States will have to address the challenge of how to ensure power is provided to consumers as companies retire aging coal plants or shift to other fuels. Some industry executives and market operators such as MISO fear that there will be blackouts if new generation is not brought online efficiently.
The transformation of the US power market is creating new challenges for utilities. The collective pressure to meet these challenges is particularly strong on utilities that depend heavily on coal. There will be winners and losers in coming years, and it is hard to predict today which strategies will help individual power providers to thrive. But one thing is certain: There will be many opportunities for investors to secure attractive returns by helping power companies position themselves for success as this new US power market takes shape.
THREE CASE STUDIES
In 2014, Michigan’s largest power utility announced plans to retire a third of its coal-fired generation capacity by 2025. DTE recently projected that its reliance on coal-fired generation would be reduced to about 25 percent in 2030, compared to roughly 60 percent in 2012. DTE will rely more on natural gas and renewals, particularly wind. At the time of the announcement, CEO Gerry Anderson said that the EPA’s then-proposed carbon emissions rules would trigger the biggest renewal of Michigan’s power industry in decades. He estimated that about US$15 billion would be spent making changes to Michigan’s power infrastructure to meet the EPA rules, with DTE spending about US$8 billion.

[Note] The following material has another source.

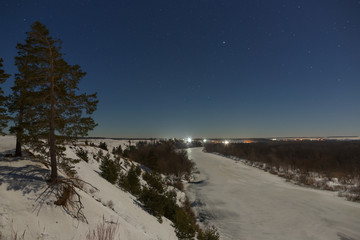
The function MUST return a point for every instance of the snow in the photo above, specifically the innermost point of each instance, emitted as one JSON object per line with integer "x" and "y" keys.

The largest energy holding company in the United States has retired 15 coal-fired plants with a total capacity of 3,836 MWs since 2011, and it plans to retire five more with a total capacity of about 2,466 MWs over the next few years. In addition, it recently announced plans to retire its Asheville, North Carolina coal plant in four to five years, and it announced that it will build a US$750 million, 650 MW natural gas plant with solar capacity installed on the site. But coal remains central to Duke’s strategy. It operates about 4,500 MWs of coal capacity, including its Gibson baseload plant, one of the largest coal plants in the Midwest. Duke also is building new coal facilities. Among other projects, it recently built a 825 MW advanced clean-coal plant in North Carolina. It also built a 618 MW integrated gasification combined-cycle power plant that converts coal to synthetic gas to generate power.
Transactions completed in April 2015 made Dynegy the third-largest independent power producer in the United States, enabling it to significantly diversify its geographic reach and fuel mix. It acquired coal and gas plants from Duke Energy and Energy Capital Partners for a total of US$6.25 billion, doubling its generating capacity to about 26,000 MWs. Dynegy has made significant investments in environmental controls and has set a goal to safely recycle 100 percent of its coal ash byproduct for beneficial reuse by 2020.